Strategic Defaults and the Las Vegas Market

The issue of strategically defaulting on a residential mortgage is shaping up to be one of the central issues facing the national housing market in 2010, and Las Vegas real estate is no exception. The media has keyed into this issue and given it extensive coverage, including some very compelling articles in the New York Times over the past month. The discussion mostly centers around the difference between private individuals and their feelings of payment responsibility (regardless of the numbers), versus the way businesses make decisions about non-payment in purely financial terms. To choose “strategic” default simply means that payment is stopped even if the resources are there for payment to be made, simply because payment makes no sense on a purely numerical basis. Let’s face it, a purely numerical basis can become very compelling when the numbers represent real dollars in people’s lives.

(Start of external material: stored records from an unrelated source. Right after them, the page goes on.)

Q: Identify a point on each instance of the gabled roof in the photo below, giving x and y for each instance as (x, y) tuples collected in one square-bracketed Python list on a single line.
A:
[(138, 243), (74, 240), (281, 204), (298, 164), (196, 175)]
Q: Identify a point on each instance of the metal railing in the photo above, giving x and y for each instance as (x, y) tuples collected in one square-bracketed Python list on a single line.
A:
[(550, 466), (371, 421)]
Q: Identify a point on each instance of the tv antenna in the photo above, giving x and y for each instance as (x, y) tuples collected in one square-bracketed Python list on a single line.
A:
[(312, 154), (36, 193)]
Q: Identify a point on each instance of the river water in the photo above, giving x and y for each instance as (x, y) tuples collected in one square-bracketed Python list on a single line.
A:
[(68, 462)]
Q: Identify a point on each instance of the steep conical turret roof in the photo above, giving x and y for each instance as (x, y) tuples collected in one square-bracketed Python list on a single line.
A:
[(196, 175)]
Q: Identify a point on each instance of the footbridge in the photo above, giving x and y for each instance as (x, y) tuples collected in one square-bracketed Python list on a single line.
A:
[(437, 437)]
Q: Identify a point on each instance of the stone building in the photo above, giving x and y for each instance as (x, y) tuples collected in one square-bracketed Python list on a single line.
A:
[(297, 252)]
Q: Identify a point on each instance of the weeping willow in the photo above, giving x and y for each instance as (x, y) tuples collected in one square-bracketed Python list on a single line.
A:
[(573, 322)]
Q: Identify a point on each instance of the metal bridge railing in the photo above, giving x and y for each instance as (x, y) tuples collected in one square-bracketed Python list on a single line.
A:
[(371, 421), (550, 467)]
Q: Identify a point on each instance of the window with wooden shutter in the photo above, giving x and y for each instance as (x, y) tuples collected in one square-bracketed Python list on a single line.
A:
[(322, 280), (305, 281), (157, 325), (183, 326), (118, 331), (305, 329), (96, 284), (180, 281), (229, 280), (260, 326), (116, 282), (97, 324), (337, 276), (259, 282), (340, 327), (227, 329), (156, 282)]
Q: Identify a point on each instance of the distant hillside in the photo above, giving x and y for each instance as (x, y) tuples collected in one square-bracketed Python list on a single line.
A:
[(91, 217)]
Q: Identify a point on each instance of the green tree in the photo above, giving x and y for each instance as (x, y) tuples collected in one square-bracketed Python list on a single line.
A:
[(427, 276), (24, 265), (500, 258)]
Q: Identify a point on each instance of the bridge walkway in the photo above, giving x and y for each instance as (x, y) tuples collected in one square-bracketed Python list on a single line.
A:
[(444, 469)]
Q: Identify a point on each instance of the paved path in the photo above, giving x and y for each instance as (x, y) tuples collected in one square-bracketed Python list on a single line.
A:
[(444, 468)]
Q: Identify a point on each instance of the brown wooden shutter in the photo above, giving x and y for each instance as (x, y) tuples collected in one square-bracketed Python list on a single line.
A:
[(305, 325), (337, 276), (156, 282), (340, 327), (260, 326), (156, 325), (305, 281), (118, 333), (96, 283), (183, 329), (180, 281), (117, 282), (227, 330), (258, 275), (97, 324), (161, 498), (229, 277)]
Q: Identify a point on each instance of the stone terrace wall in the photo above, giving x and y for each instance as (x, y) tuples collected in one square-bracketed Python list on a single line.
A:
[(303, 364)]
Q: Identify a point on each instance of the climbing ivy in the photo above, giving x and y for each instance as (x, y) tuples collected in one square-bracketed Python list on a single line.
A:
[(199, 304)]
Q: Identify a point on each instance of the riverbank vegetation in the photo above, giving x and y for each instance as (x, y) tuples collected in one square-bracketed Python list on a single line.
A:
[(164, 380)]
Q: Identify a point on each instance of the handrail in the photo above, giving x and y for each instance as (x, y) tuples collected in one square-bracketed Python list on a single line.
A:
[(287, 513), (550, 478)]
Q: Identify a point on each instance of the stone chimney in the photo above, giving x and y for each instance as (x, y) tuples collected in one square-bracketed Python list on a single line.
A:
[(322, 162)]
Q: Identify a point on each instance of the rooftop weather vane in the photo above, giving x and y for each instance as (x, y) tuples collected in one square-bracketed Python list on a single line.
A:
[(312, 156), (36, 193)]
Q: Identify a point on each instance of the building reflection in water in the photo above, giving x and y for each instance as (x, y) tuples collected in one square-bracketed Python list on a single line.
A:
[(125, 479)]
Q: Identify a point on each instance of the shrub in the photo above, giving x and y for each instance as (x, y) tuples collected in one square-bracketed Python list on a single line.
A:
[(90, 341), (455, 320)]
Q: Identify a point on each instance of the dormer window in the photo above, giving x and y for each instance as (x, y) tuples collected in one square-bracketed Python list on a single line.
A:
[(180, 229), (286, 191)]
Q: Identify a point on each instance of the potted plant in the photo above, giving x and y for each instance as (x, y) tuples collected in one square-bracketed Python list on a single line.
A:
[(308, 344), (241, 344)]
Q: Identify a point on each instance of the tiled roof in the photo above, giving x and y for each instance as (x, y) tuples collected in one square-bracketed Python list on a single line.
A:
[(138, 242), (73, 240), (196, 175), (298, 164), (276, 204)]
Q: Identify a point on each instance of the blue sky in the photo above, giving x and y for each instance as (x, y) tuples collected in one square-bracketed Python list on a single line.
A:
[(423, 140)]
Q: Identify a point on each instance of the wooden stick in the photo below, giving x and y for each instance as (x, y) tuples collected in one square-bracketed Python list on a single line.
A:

The big question for 2010 is how many additional residential properties will fall into foreclosure for this specific reason, beyond the large number already expected due to recessionary factors and high unemployment numbers. It seems to me that “strategic default” at the private/individual level is very much a snowball issue. What do I mean? People always feel safer and more confident in numbers and all it’s going to take is enough people willing to step outside conventional behaviors and norms before the whole idea hits a tipping-point and becomes a more socially accepted decision. If strategic default does in fact become a significant contributor to overall foreclosure statistics in 2010 and beyond, it will be a classic “grass roots” movement. You can potentially see this trend developing neighbor by neighbor, street by street, community by community. Will this end up happening on a large scale? It’s just too soon to know, but the potential for this new economic decision making calculus (concerning individual mortgages) to snowball over time is very real.